Hypoxic-ischemic brain injury is the leading cause of death and disability after cardiac arrest. This project releases the code and de-identified data for models that predict functional outcome, in-hospital mortality, and discharge disposition, and quantify how continuous-EEG features add to clinical predictors.

Software Description

MATLAB source and de-identified data. FULLforLASSO6_deID.mat and EdDataTable2.mat are the modeling tables (surrogate SID, no MRNs/names); MECA_FULL_*.xlsx are the published summary tables. The LASSO scripts (a_LassoCode_*_V3.m) fit models for poor outcome, mortality, and disposition.

Technical Implementation

We retrospectively examined clinical data, EEG, functional outcome at discharge, and in-hospital mortality for 373 adults with return of spontaneous circulation after cardiac arrest treated with targeted temperature management. Poor outcome was a Cerebral Performance Category of 3-5. LASSO logistic-regression models were fit for each outcome with and without EEG reactivity/background features; discrimination was assessed by AUC and net reclassification improvement.
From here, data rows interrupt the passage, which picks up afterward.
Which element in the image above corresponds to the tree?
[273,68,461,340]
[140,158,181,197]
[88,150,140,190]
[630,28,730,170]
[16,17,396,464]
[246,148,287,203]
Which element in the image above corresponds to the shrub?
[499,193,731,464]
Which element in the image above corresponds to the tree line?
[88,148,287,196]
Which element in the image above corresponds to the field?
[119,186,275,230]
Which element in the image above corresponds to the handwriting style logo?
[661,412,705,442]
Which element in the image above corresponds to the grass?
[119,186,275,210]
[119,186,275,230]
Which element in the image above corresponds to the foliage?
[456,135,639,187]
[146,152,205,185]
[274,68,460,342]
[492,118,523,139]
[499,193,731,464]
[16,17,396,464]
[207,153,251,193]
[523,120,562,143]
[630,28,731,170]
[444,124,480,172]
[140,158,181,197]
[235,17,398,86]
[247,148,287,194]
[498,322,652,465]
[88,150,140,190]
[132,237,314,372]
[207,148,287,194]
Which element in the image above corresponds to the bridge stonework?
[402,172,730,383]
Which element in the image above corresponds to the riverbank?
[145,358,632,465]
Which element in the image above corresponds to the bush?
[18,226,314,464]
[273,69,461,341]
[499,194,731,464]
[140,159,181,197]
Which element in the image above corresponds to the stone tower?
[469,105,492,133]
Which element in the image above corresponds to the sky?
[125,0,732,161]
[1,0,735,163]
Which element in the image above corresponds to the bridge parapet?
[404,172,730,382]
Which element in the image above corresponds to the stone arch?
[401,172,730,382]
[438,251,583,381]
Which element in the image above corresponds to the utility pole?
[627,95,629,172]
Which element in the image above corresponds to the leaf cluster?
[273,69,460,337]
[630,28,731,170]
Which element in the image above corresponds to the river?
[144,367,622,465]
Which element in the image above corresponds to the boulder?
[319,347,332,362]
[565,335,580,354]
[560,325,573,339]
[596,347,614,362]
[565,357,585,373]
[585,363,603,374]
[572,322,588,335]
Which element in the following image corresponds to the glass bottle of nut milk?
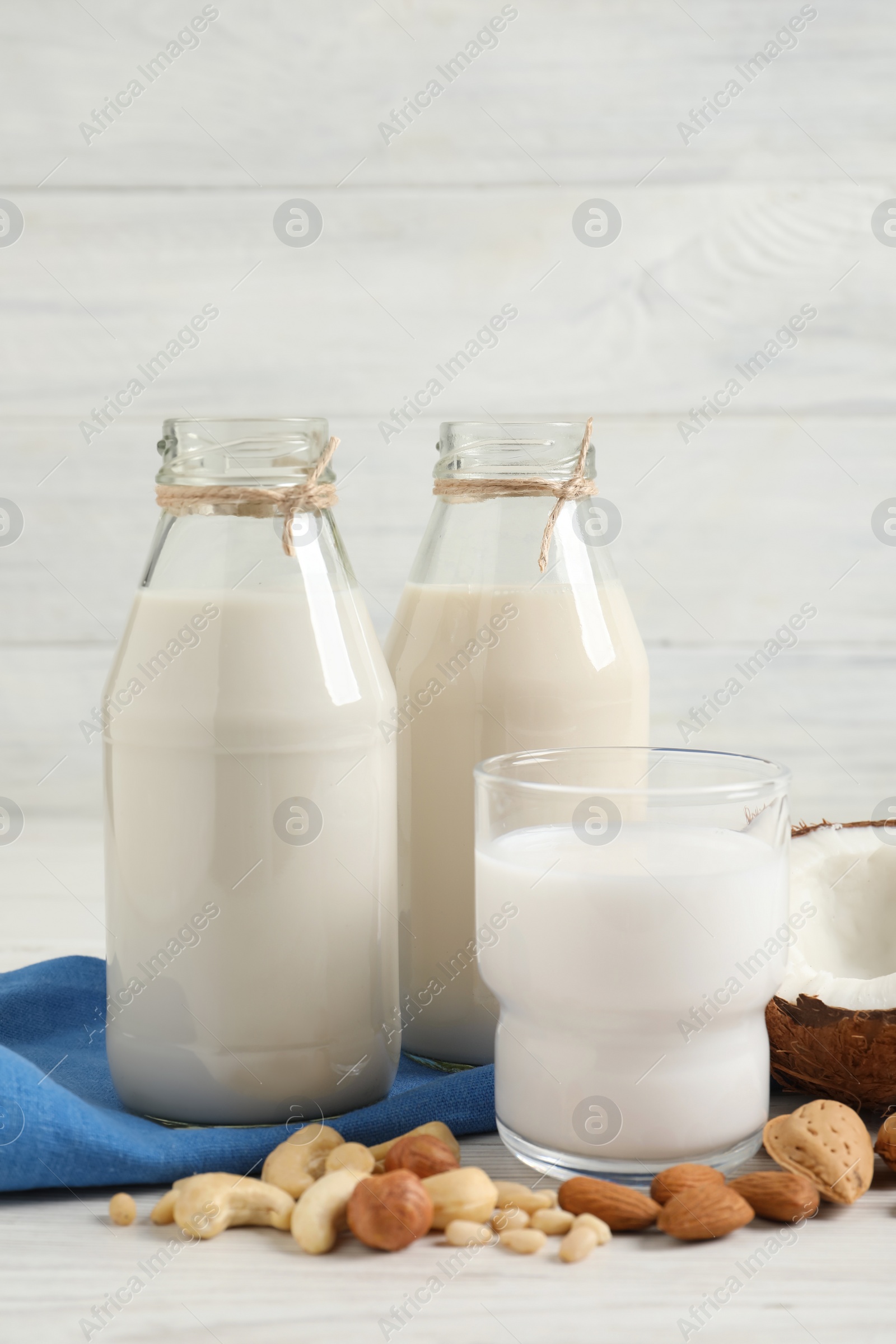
[383,422,649,1065]
[101,419,400,1123]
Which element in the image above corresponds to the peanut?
[445,1217,494,1246]
[492,1208,529,1233]
[560,1214,613,1264]
[494,1180,558,1214]
[109,1191,137,1227]
[501,1227,548,1256]
[423,1166,497,1229]
[529,1208,575,1236]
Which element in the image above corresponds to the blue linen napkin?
[0,957,494,1191]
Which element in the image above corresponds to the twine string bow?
[432,416,598,574]
[156,437,338,555]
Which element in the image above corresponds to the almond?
[650,1163,725,1204]
[386,1135,461,1180]
[728,1172,818,1223]
[762,1101,875,1204]
[875,1113,896,1172]
[657,1182,755,1242]
[559,1176,660,1233]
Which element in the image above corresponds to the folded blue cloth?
[0,957,494,1189]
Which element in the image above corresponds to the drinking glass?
[474,747,802,1184]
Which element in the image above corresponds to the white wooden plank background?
[0,0,896,1344]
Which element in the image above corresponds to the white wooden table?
[0,1098,896,1344]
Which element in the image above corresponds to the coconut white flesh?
[778,825,896,1012]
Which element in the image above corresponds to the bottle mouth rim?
[432,418,595,481]
[156,416,336,487]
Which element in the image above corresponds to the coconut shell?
[766,821,896,1112]
[766,995,896,1110]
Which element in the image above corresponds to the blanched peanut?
[445,1217,494,1246]
[149,1186,178,1224]
[529,1208,575,1236]
[109,1191,137,1227]
[560,1214,613,1264]
[371,1119,461,1163]
[494,1180,558,1214]
[492,1208,529,1233]
[423,1166,497,1229]
[501,1227,548,1256]
[324,1144,375,1176]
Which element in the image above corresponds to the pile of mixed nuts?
[109,1101,896,1263]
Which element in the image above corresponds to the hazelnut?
[385,1135,461,1180]
[347,1169,432,1251]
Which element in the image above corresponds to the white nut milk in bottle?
[102,419,399,1123]
[384,422,649,1065]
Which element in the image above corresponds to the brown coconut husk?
[766,821,896,1112]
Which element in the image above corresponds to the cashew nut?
[262,1125,346,1199]
[290,1166,364,1256]
[371,1119,461,1163]
[324,1144,375,1176]
[174,1172,296,1239]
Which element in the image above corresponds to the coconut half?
[766,821,896,1110]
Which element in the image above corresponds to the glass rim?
[161,416,329,429]
[473,747,792,799]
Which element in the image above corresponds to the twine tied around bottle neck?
[432,416,598,574]
[156,438,338,555]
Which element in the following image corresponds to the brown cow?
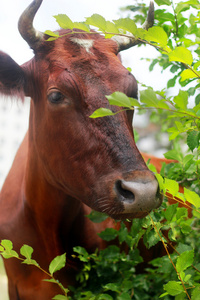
[0,0,161,300]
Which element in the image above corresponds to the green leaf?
[74,22,90,32]
[54,14,74,30]
[106,92,131,108]
[42,278,58,284]
[1,240,13,251]
[144,26,168,46]
[20,245,33,259]
[113,18,137,35]
[73,246,89,256]
[164,281,184,296]
[155,0,171,6]
[191,286,200,300]
[98,228,118,241]
[1,250,19,259]
[49,253,66,275]
[105,21,119,34]
[180,69,200,81]
[117,292,132,300]
[173,90,188,110]
[140,89,159,107]
[164,203,178,222]
[103,283,120,293]
[85,14,106,31]
[52,295,68,300]
[164,150,182,161]
[184,188,200,208]
[98,294,113,300]
[90,107,116,119]
[187,130,200,151]
[164,178,179,196]
[168,46,193,66]
[183,154,194,166]
[22,258,39,267]
[176,250,194,273]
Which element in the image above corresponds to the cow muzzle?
[115,179,162,217]
[108,172,163,219]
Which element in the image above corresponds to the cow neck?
[25,135,84,256]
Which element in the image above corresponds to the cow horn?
[112,1,154,52]
[18,0,43,49]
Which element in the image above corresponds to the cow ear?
[0,51,25,99]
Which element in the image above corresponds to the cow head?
[0,0,161,219]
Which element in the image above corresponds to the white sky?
[0,0,167,88]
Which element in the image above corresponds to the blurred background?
[0,0,168,300]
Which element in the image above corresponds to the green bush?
[0,0,200,300]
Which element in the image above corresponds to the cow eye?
[47,91,64,104]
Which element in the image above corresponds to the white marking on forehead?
[71,38,94,53]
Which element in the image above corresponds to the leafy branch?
[0,240,69,300]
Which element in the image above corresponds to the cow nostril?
[115,180,135,202]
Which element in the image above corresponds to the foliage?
[0,240,68,300]
[0,0,200,300]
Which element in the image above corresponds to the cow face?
[0,1,161,219]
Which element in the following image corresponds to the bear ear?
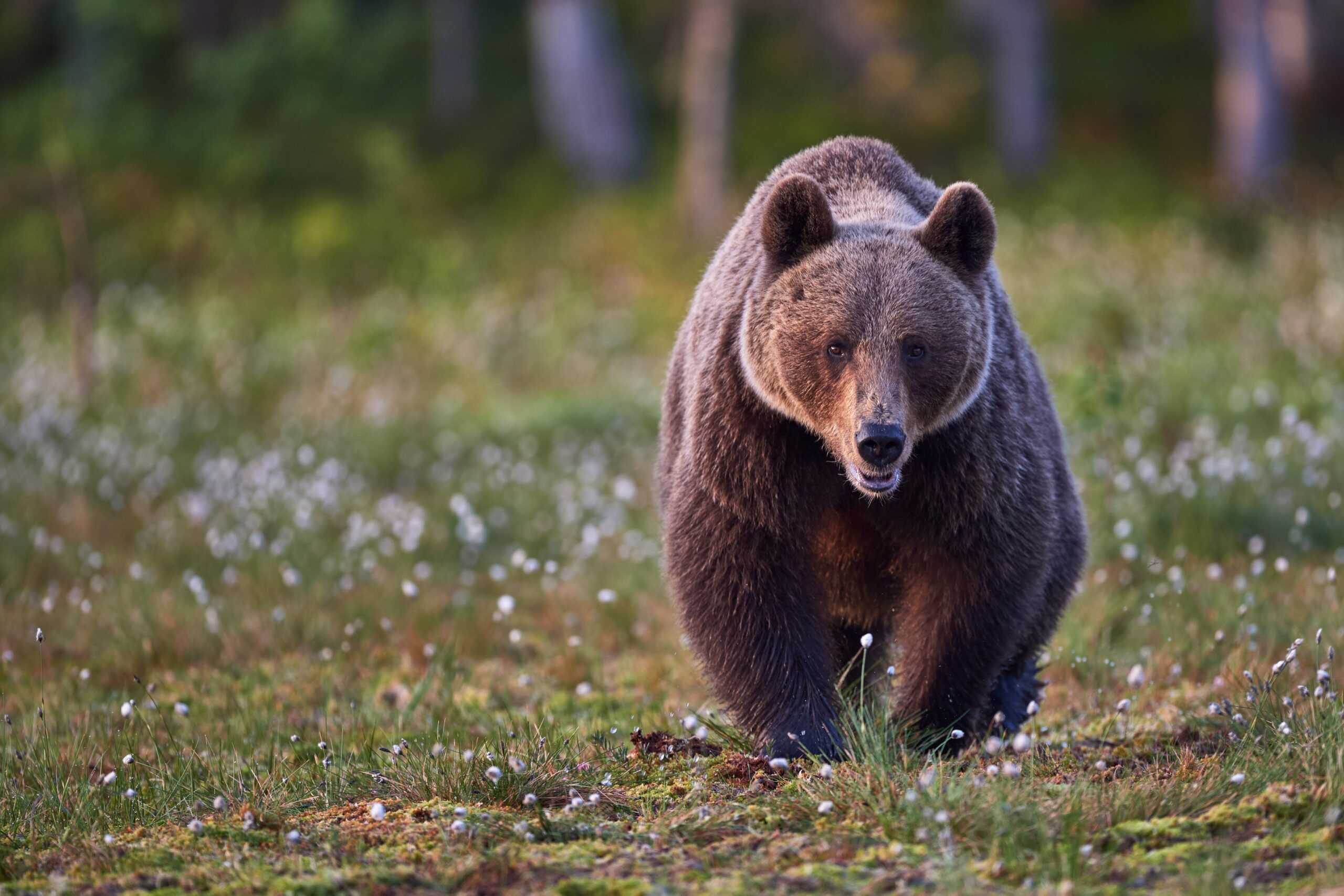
[761,175,836,267]
[914,181,996,277]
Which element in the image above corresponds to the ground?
[0,197,1344,893]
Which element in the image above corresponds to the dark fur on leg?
[989,662,1046,733]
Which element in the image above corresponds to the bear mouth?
[849,463,900,494]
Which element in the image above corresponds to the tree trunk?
[1215,0,1287,199]
[528,0,643,184]
[429,0,476,128]
[677,0,737,240]
[182,0,225,47]
[986,0,1052,178]
[48,156,98,398]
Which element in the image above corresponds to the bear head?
[739,175,996,497]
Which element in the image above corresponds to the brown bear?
[658,137,1087,756]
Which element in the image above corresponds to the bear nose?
[857,423,906,466]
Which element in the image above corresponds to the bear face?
[739,175,994,498]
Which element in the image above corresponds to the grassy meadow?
[0,195,1344,893]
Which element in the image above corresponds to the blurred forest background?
[0,0,1344,338]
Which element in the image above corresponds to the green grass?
[0,197,1344,893]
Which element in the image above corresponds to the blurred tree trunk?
[1215,0,1305,199]
[677,0,738,240]
[956,0,1054,180]
[988,0,1052,178]
[429,0,477,128]
[182,0,225,46]
[47,148,98,398]
[528,0,643,184]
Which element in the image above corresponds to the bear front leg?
[895,575,1020,751]
[665,494,840,756]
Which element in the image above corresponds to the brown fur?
[658,139,1086,755]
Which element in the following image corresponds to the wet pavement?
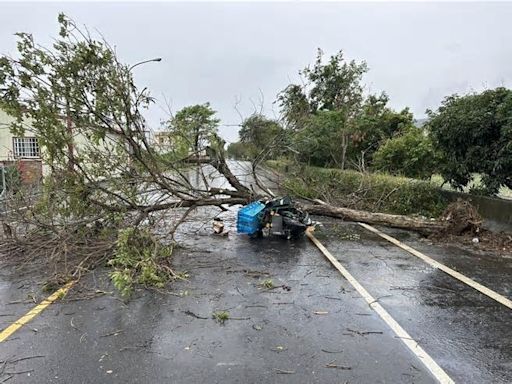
[0,212,512,383]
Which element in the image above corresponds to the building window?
[13,137,40,158]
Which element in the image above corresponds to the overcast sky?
[0,2,512,141]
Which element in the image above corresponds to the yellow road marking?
[358,223,512,309]
[0,281,75,343]
[306,231,454,384]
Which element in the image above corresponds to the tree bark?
[303,204,448,234]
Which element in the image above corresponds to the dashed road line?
[0,281,75,343]
[358,223,512,309]
[306,231,454,384]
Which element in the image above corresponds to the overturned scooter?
[237,196,315,239]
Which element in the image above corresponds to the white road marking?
[358,223,512,309]
[306,231,454,384]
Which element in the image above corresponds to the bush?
[283,167,447,217]
[373,127,438,179]
[109,228,173,297]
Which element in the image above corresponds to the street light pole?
[128,57,162,71]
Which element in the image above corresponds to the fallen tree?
[0,15,490,294]
[303,204,448,234]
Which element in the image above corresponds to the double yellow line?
[0,281,75,343]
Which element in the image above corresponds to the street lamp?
[128,57,162,71]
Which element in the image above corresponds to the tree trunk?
[303,204,448,234]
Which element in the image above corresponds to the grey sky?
[0,2,512,141]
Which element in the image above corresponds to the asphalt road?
[0,212,512,383]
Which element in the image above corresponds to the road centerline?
[306,231,454,384]
[0,281,75,343]
[358,223,512,309]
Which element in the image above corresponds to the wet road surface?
[0,212,512,383]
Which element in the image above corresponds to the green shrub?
[283,167,447,217]
[373,127,438,179]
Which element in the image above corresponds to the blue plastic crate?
[236,201,265,235]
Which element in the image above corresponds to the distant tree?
[226,141,254,160]
[228,114,286,160]
[277,50,413,169]
[373,125,438,179]
[168,103,220,154]
[278,50,368,169]
[349,93,414,169]
[240,114,283,155]
[294,111,344,166]
[427,87,512,195]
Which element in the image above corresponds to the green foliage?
[294,111,344,166]
[278,51,413,169]
[239,114,284,158]
[0,14,159,225]
[284,167,447,217]
[226,141,257,160]
[168,103,220,158]
[373,126,438,179]
[109,228,172,297]
[428,87,512,195]
[227,114,287,160]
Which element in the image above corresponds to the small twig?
[183,310,209,320]
[100,329,124,337]
[274,368,295,375]
[321,349,343,353]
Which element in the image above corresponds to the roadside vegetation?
[0,14,512,296]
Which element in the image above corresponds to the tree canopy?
[277,50,413,169]
[168,103,220,155]
[428,87,512,194]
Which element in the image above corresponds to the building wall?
[0,109,47,184]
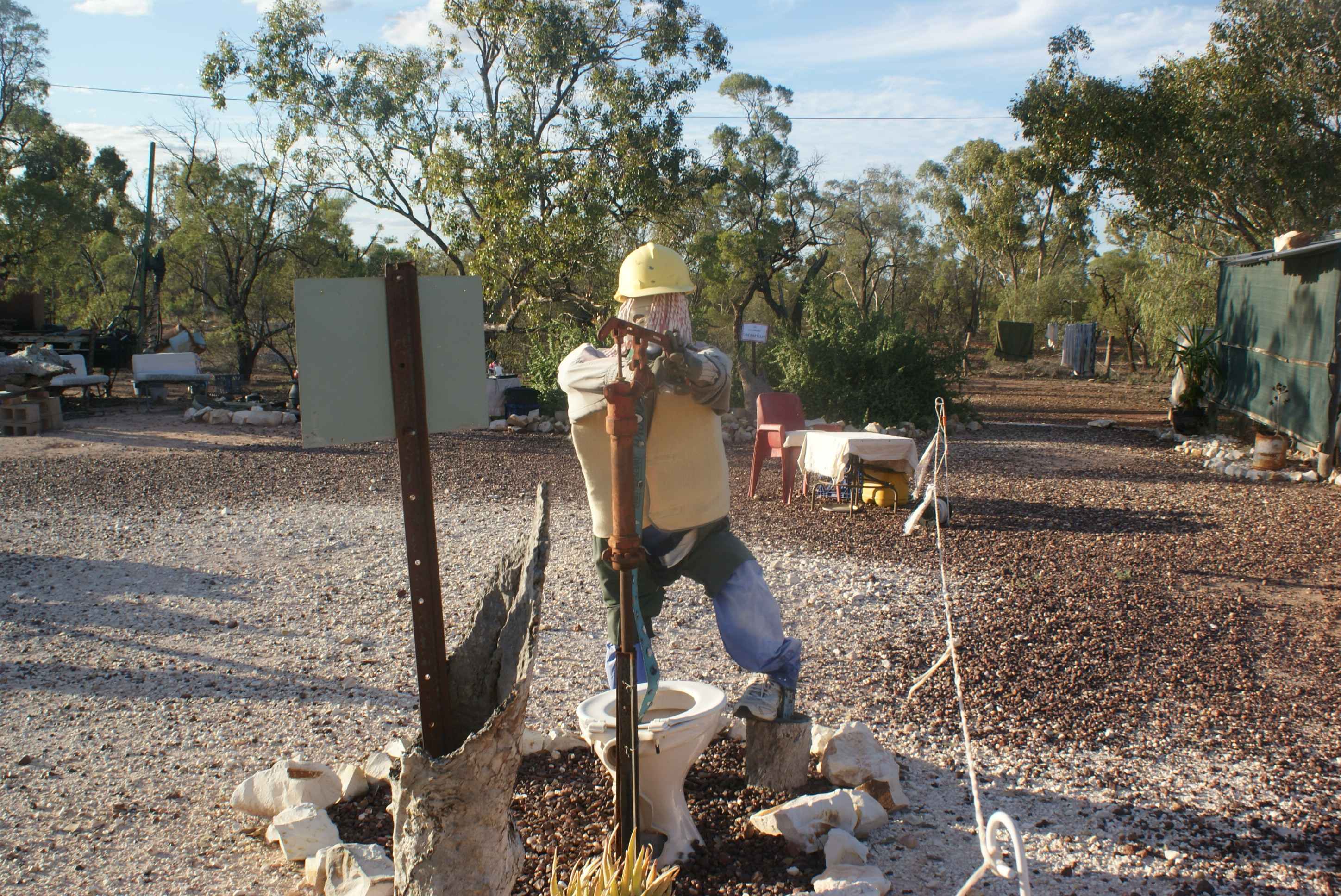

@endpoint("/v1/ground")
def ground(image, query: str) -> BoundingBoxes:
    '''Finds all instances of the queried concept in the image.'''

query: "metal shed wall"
[1216,248,1341,448]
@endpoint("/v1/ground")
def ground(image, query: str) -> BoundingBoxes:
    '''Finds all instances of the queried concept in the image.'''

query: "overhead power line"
[50,84,1011,122]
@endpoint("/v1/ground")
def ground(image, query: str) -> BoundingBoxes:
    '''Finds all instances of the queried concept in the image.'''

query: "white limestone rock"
[810,865,889,896]
[363,750,395,786]
[228,759,342,818]
[323,844,395,896]
[249,410,284,426]
[303,849,334,893]
[265,802,339,861]
[335,762,368,802]
[810,722,838,757]
[825,881,880,896]
[825,828,871,868]
[545,725,586,753]
[518,728,545,755]
[750,790,889,852]
[819,721,908,809]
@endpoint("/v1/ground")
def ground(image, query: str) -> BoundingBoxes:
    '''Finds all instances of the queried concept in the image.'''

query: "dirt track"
[0,399,1341,895]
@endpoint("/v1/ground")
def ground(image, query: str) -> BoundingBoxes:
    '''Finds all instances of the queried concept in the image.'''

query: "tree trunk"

Installation and Requirements

MATLAB R2016 or later with the Statistics and Machine Learning Toolbox. No installation beyond cloning. Run run_all from the repo root to reproduce the LASSO AUCs. See REPRODUCE.md and DATA_SOURCE.md.

Usage Notes

Reproduce with run_all (MATLAB). REPRODUCE.md maps each table/figure to its script and committed input; DATA_SOURCE.md documents provenance and de-identification (the de-identified data reproduce the published AUCs, 0.925 poor-outcome and 0.965 mortality).

Release Notes

First public release: MATLAB code + de-identified data + one-command reproduction.

Ethics

Data were collected under IRB approval at the University of Pittsburgh; all released data are de-identified.

Acknowledgements

Data from the University of Pittsburgh Post Cardiac Arrest Service.

Conflicts of Interest

See the associated publication (Resuscitation 2016;109:121-126) for author disclosures.